The ACA has proven to be good for millions of Americans, but not the best we can do in policy. Urgently, it is time now for Americans to put on their learning hats and upgrade their knowledge about this important socio-economic phenomenon called health policy.
Richard A. Damon, MD
Corporations are not people
Some legislators oppose a constitutional amendment that says, “Corporations are not people and money is not speech.” They claim it restricts freedom of speech. They are misinformed. That amendment preserves our right.
It restores speech, restores Wyoming’s democracy guaranteed by the Constitution (“The United States shall guarantee to every State in this Union a Republican Form of Government”) and restores the Wyoming Constitution, “In their inherent right to life, liberty and the pursuit of happiness, all members of the human race are equal.”
That is pretty clear.
It goes further. “Perpetuities and monopolies are contrary to the genius of a free state, and shall not be allowed. Corporations being creatures of the state, endowed for the public good with a portion of its sovereign powers, must be subject to its control.”

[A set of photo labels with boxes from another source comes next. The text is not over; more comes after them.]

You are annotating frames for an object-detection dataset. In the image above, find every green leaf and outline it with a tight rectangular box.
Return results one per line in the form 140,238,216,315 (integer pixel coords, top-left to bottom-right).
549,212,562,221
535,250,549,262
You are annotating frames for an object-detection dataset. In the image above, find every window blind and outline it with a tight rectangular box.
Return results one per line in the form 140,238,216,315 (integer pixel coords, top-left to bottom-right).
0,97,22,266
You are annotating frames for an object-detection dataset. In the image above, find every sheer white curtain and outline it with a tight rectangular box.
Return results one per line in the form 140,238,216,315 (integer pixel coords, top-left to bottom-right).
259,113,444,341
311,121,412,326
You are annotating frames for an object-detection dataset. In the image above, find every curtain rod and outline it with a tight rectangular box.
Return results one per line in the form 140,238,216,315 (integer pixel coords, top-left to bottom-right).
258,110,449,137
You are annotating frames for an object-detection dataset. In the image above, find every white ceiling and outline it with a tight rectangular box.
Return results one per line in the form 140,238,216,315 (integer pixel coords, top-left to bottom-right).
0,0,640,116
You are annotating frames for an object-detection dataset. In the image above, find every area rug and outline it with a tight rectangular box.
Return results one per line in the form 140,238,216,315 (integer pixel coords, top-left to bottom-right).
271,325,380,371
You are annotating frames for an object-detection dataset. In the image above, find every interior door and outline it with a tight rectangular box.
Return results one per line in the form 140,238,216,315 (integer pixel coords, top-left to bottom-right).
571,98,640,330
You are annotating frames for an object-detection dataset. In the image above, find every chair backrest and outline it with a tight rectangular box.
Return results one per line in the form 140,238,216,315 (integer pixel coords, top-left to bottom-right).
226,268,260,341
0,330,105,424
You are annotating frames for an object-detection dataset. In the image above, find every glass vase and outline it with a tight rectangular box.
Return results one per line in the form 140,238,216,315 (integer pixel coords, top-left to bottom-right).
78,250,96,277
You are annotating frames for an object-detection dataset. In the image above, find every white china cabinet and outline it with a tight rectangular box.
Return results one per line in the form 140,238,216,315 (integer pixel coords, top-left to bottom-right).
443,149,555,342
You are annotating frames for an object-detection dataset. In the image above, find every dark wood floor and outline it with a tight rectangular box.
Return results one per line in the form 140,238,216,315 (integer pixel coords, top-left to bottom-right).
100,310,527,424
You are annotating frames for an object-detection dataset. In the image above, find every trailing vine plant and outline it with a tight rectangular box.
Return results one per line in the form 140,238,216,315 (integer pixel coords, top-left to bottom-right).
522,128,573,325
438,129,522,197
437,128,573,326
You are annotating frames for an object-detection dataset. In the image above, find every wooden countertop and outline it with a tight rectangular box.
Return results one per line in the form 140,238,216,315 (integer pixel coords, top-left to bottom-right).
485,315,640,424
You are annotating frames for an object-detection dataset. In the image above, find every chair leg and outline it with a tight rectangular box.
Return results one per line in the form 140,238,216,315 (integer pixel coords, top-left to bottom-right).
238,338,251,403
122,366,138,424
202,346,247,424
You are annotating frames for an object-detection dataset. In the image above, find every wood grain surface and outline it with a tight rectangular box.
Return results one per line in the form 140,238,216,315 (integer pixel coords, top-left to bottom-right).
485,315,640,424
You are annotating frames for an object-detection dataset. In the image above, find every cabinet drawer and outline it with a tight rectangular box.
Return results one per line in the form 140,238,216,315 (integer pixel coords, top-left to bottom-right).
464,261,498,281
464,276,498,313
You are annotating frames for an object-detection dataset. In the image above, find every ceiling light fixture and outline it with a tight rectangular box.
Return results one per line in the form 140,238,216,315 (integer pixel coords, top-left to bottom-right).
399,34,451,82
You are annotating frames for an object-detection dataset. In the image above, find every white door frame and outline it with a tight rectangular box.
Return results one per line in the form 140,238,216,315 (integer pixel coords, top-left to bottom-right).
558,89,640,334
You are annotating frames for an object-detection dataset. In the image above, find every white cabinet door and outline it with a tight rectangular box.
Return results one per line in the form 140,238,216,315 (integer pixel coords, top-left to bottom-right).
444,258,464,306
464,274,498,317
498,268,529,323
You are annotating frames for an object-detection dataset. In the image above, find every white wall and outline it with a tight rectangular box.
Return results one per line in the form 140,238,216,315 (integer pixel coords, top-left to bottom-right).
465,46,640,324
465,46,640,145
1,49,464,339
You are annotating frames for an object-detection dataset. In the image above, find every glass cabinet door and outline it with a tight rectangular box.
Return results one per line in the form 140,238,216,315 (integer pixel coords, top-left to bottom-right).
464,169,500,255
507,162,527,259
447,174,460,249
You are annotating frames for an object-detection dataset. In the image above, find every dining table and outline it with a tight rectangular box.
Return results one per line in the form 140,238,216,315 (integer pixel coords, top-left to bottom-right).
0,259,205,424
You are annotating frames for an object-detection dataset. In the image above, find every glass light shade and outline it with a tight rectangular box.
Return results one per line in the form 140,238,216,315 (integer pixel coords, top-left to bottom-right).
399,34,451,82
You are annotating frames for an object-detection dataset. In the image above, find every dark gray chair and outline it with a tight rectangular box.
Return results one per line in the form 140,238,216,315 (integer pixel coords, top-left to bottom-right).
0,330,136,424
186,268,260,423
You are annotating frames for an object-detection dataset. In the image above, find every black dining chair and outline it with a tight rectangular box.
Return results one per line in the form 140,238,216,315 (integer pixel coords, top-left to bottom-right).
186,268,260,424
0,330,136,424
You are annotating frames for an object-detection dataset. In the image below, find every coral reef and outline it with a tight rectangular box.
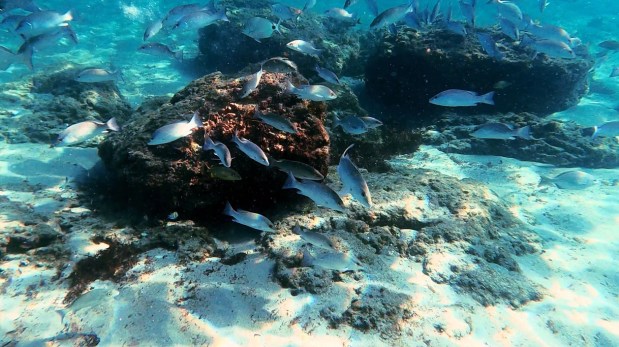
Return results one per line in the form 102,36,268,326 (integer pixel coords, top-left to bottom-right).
365,29,593,125
425,113,619,168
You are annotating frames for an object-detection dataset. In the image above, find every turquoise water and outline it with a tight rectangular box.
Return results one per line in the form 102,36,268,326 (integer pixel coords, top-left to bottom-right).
0,0,619,346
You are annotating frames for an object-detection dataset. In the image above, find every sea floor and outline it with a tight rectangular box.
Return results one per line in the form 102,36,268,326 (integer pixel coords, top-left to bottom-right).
0,140,619,346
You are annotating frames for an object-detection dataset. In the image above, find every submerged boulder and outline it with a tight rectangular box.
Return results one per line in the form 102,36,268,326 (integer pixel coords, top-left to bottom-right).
99,73,329,220
365,29,593,125
0,65,131,146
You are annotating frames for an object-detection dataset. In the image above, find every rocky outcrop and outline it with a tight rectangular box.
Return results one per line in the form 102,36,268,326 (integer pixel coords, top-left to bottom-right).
365,29,593,125
99,73,329,220
426,113,619,168
0,65,131,146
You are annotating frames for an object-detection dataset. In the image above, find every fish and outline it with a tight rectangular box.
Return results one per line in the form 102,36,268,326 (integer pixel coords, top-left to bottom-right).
520,36,576,59
325,7,359,22
254,106,298,134
241,69,263,99
359,116,383,129
488,0,524,25
0,0,41,13
0,46,19,71
333,114,368,135
144,20,163,41
202,135,232,167
232,131,269,166
282,172,346,212
147,111,202,146
430,89,494,107
286,40,322,57
500,18,520,41
209,166,243,181
286,81,337,101
75,69,122,83
292,223,335,251
314,65,340,85
477,33,503,60
271,3,303,20
539,170,595,190
471,123,533,140
268,156,325,181
241,17,282,42
598,40,619,51
591,121,619,140
52,117,120,147
260,57,299,73
138,42,183,62
337,144,372,208
15,11,73,38
301,249,362,272
370,4,413,29
223,201,275,232
161,3,215,29
172,9,230,30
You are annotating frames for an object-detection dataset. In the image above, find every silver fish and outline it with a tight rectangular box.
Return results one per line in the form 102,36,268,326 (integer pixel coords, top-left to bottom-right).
202,135,232,167
148,111,202,146
138,42,183,62
430,89,494,107
286,40,322,57
359,117,383,129
333,114,368,135
260,57,298,73
242,17,282,42
241,69,263,99
370,4,413,29
471,123,532,140
282,172,346,212
539,170,595,190
52,118,120,147
477,33,503,60
301,249,361,272
224,202,275,232
15,11,73,37
314,65,340,85
232,131,269,166
591,121,619,140
337,145,372,208
520,36,576,59
286,81,337,101
292,223,335,251
172,9,230,30
0,46,19,71
254,107,298,134
75,69,122,83
269,157,325,181
144,20,163,41
271,3,303,20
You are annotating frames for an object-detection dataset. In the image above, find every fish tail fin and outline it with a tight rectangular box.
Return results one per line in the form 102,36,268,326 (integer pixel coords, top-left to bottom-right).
174,49,184,63
342,143,355,158
516,125,533,140
105,117,120,131
282,171,297,189
591,125,600,140
480,90,494,105
189,111,203,128
223,201,234,218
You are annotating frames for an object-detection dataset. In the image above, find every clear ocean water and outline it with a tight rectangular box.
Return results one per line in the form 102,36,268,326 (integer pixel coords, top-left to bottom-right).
0,0,619,347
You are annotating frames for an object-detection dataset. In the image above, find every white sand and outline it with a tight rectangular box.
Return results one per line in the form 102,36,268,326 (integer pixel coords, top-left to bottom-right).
0,144,619,346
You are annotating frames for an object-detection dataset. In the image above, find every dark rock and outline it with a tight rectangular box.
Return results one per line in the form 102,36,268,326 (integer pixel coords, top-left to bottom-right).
365,29,593,125
427,113,619,168
0,65,131,145
99,73,329,220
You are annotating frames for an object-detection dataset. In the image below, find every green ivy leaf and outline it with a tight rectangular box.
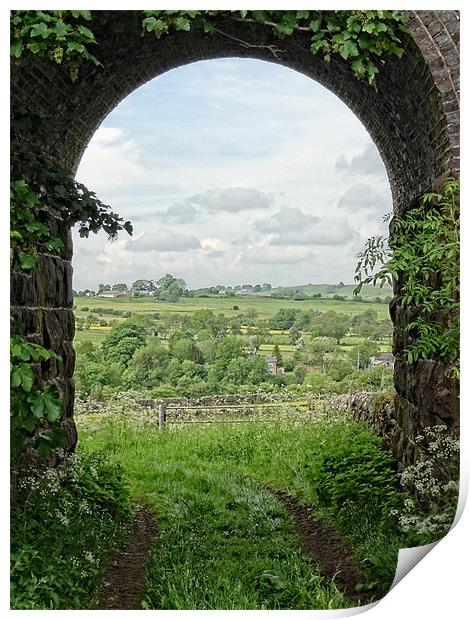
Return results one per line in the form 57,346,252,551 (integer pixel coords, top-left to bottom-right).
10,41,23,58
11,363,34,392
309,17,322,32
52,22,69,41
26,42,46,54
18,252,38,271
31,22,49,39
176,17,191,31
339,39,359,60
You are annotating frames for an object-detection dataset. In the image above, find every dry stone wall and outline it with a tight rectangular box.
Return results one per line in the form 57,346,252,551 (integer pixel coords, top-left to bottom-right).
11,11,460,462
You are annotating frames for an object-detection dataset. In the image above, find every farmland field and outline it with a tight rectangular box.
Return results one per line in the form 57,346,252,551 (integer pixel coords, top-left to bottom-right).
74,296,389,320
78,411,406,609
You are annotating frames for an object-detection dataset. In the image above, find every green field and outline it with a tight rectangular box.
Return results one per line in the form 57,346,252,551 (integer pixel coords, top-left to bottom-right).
74,296,389,320
262,284,392,299
78,412,406,610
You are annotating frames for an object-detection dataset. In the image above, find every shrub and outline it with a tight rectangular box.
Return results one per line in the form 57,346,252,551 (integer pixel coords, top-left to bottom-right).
317,427,401,522
11,454,131,609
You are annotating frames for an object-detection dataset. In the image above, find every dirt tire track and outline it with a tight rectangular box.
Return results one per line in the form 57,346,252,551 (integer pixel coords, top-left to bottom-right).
96,505,157,609
267,486,385,605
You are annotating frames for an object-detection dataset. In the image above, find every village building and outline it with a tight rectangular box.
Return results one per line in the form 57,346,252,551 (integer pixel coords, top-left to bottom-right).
264,355,284,375
368,351,395,371
97,291,129,298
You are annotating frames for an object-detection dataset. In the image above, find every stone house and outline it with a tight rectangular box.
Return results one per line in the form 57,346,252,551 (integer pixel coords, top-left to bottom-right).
97,291,129,298
264,355,284,375
368,351,395,371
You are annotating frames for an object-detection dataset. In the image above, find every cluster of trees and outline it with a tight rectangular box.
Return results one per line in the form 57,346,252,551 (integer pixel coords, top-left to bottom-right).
76,308,392,397
76,317,269,397
269,308,392,344
73,273,188,302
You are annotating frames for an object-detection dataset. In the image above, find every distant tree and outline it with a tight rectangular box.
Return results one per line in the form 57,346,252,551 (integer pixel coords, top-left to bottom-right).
273,344,283,366
131,279,155,291
312,310,350,344
289,324,300,344
305,337,338,372
112,282,129,293
292,364,307,383
102,321,145,366
270,308,300,329
348,340,380,370
215,336,246,370
123,337,168,388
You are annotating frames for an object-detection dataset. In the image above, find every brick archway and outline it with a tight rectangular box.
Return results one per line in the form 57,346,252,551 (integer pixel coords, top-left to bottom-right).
12,11,459,461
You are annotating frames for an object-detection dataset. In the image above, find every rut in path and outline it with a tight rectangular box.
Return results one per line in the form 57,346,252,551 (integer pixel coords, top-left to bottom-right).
266,485,385,605
96,505,157,609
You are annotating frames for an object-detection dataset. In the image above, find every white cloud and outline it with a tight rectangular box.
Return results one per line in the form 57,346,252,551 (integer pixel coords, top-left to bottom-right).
238,245,315,265
74,59,391,288
126,230,201,252
187,187,273,213
338,183,392,214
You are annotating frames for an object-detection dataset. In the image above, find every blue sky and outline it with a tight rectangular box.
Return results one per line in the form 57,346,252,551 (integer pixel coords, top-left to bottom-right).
73,59,391,289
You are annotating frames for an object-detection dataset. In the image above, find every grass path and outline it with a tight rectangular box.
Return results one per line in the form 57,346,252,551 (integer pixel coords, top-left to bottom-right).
79,420,402,610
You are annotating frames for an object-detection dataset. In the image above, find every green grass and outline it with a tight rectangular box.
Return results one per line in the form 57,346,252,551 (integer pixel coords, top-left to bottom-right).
74,328,110,344
74,296,389,320
273,284,392,299
79,416,404,609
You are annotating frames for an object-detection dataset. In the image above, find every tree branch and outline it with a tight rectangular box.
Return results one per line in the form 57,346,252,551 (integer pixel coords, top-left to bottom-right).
214,26,286,60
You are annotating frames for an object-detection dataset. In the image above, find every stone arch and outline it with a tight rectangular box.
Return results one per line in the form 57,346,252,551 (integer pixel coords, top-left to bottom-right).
12,11,459,461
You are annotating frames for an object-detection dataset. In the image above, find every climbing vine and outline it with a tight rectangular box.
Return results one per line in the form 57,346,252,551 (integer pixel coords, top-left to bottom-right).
10,11,101,80
10,106,132,456
10,10,409,85
10,10,408,454
355,178,460,376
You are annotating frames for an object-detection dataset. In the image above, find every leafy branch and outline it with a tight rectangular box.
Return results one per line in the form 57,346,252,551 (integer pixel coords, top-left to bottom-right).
354,178,460,376
10,107,132,456
142,11,409,85
10,11,101,81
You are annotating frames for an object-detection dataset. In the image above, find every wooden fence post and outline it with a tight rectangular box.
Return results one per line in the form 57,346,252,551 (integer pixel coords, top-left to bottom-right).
158,403,166,431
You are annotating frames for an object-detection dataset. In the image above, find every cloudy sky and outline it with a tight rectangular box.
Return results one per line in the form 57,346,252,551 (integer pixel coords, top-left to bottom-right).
73,59,391,289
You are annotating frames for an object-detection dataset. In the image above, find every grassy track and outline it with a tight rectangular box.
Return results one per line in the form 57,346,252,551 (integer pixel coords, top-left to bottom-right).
79,417,397,609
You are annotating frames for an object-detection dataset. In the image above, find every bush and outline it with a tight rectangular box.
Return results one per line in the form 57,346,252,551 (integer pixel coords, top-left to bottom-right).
11,454,131,609
149,383,178,398
317,425,401,522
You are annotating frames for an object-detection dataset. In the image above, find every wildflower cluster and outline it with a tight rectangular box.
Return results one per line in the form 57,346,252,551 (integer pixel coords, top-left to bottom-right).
11,454,131,609
394,425,460,544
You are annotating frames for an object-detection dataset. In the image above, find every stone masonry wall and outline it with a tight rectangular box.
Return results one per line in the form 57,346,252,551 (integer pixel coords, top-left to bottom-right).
11,11,460,460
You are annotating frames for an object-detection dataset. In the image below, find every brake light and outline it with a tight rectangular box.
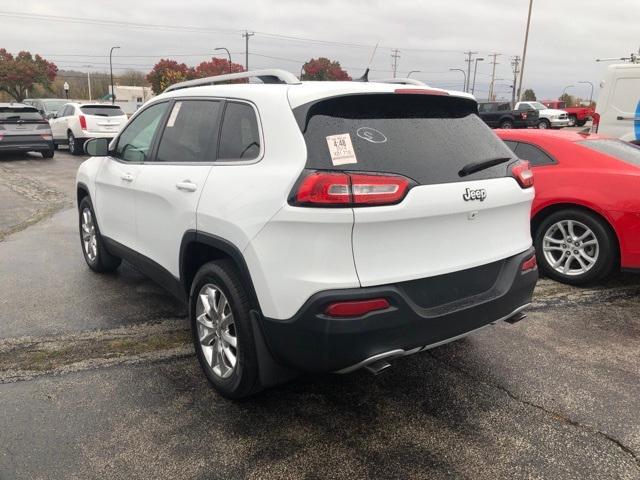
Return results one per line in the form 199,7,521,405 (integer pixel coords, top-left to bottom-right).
394,88,449,96
591,112,600,133
511,160,533,188
324,298,389,317
520,254,538,273
292,171,411,207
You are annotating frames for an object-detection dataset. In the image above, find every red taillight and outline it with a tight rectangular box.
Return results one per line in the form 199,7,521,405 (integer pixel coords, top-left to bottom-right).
520,255,538,273
511,160,533,188
293,171,411,207
324,298,389,317
591,112,600,133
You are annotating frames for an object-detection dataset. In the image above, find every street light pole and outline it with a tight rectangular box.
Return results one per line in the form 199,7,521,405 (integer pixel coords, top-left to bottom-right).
514,0,533,101
471,57,484,95
214,47,231,72
449,68,467,90
109,47,120,105
578,80,593,106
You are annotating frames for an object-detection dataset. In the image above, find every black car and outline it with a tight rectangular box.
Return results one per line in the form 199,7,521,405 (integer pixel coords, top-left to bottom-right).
0,103,54,158
478,102,539,128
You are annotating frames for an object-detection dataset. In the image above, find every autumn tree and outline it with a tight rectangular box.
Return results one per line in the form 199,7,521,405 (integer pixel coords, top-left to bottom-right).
0,48,58,102
194,57,244,78
300,57,351,80
147,58,195,95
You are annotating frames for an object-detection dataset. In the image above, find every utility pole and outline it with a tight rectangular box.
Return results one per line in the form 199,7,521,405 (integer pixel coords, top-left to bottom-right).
514,0,533,101
488,53,502,102
391,48,400,78
511,55,520,108
242,30,255,71
464,50,478,92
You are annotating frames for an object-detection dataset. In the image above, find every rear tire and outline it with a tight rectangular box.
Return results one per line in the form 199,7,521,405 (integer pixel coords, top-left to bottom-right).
534,208,618,285
78,197,122,273
189,260,262,400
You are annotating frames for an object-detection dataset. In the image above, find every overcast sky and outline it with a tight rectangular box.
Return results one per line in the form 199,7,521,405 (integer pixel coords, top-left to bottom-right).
0,0,640,98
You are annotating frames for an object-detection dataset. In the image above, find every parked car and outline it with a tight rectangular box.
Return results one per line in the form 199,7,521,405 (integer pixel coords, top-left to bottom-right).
516,102,569,129
478,102,539,129
592,63,640,144
541,100,594,127
0,103,54,158
497,130,640,285
77,70,537,398
50,103,127,155
22,98,69,120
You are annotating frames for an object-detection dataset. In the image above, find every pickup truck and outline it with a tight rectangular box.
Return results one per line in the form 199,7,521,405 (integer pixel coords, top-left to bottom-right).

Some raise another objection. “Corporations are made up of people.”
No, corporations are made up of money, not people — some investment is from people — some from corporations, some from foreign sources.
The purpose of corporations, and their public value, is removing risk from investors. If corporations break the law or go bankrupt, their investors are not responsible. Consequently, no investor is morally or legally responsible for corporate actions.
That makes corporations amoral — no conscience, no loyalty, no feelings. They are not human beings and need outside regulation; must “be subject to (state) control” for the “public good.”
If your needs are ignored because of money’s political influence, tell your state representatives to support HJ8 — because money is not speech!
We're lucky to have Larry Mayer
The beautiful picture on the front page of today’s (Feb. 1) Gazette stimulated me to comment that The Gazette and its readers are blessed to have Larry Mayer on staff.
Edwin L. Stickney, MD
Boy Scout fine with girls in the ranks
Hi, everyone. I am a scout of Troop 23 in Billings, Montana. One of our many merit badges requires us to write to the editor of our local newspaper about a subject of our choice (preferably about Scouts). I chose to talk about the new rule allowing girls to join Boy Scouts. I personally am fine with girls joining Boy Scouts. However, I have many friends in scouting that are against it quite a bit.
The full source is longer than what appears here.